But I do have a claim to having experienced more places and cultures than most people will ever see. Human knowledge consists not only of libraries of parchment and ink - it is also comprised of the volumes of knowledge that are written on the human heart, chiselled on the human soul, and engraved on the human psyche. And friends, I have encountered so much in this relatively short life of mine that I still cannot believe I am only 42. I often tell Shmuley that in soul years I'm sure that I'm at least 80 - and tonight I even walk like I'm 80! So please harken to my message, because what I have to tell you tonight can bring healing to humanity and healing to our planet.

Through the grace of God, I have been fortunate to have achieved many of my artistic and professional aspirations realised early in my lifetime. But these, friends are accomplishments, and accomplishments alone are not synonymous with who I am. Indeed, the cheery five-year-old who belted out Rockin' Robin and Ben to adoring crowds was not indicative of the boy behind the smile.

Tonight, I come before you less as an icon of pop (whatever that means anyway), and more as an icon of a generation, a generation that no longer knows what it means to be children.

All of us are products of our childhood. But I am the product of a lack of a childhood, an absence of that precious and wondrous age when we frolic playfully without a care in the world, basking in the adoration of parents and relatives, where our biggest concern is studying for that big spelling test come Monday morning.

Those of you who are familiar with the Jackson Five know that I began performing at the tender age of five and that ever since then, I haven't stopped dancing or singing. But while performing and making music undoubtedly remain as some of my greatest joys, when I was young I wanted more than anything else to be a typical little boy.

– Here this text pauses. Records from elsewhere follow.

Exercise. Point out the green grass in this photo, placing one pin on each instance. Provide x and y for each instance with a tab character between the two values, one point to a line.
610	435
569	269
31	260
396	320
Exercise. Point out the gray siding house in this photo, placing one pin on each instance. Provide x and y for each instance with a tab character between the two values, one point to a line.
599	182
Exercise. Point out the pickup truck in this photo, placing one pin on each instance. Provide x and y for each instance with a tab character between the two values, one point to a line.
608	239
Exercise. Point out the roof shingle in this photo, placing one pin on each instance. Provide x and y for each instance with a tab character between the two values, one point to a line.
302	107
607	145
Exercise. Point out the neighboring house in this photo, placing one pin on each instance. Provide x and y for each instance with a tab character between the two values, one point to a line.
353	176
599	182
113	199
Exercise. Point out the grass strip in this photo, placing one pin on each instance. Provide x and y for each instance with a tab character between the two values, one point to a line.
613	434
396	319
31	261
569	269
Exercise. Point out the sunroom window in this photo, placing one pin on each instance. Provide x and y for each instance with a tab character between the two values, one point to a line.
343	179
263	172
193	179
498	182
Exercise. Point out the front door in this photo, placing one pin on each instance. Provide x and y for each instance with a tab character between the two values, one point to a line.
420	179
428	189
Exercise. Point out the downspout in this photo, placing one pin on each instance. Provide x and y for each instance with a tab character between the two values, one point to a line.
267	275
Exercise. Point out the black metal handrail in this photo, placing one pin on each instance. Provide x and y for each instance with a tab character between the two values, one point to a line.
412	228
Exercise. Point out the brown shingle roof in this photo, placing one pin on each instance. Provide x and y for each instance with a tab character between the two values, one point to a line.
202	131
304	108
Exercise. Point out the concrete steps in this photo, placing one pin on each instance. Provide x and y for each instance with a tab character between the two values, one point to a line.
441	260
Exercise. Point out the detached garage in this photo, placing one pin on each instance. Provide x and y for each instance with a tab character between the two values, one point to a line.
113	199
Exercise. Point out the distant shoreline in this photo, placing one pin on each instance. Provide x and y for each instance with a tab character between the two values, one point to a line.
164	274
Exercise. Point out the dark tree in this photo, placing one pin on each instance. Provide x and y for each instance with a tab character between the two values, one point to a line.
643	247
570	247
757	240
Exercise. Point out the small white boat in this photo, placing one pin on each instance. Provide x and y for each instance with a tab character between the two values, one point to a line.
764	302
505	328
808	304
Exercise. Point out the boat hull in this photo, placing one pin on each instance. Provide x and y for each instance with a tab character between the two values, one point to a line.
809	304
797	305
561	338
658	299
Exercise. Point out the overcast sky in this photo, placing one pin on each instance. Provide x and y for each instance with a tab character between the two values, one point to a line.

I wanted to build tree houses, have water balloon fights, and play hide and seek with my friends. But fate had it otherwise and all I could do was envy the laughter and playtime that seemed to be going on all around me.

There was no respite from my professional life. But on Sundays I would go Pioneering, the term used for the missionary work that Jehovah's Witnesses do. And it was then that I was able to see the magic of other people's childhood.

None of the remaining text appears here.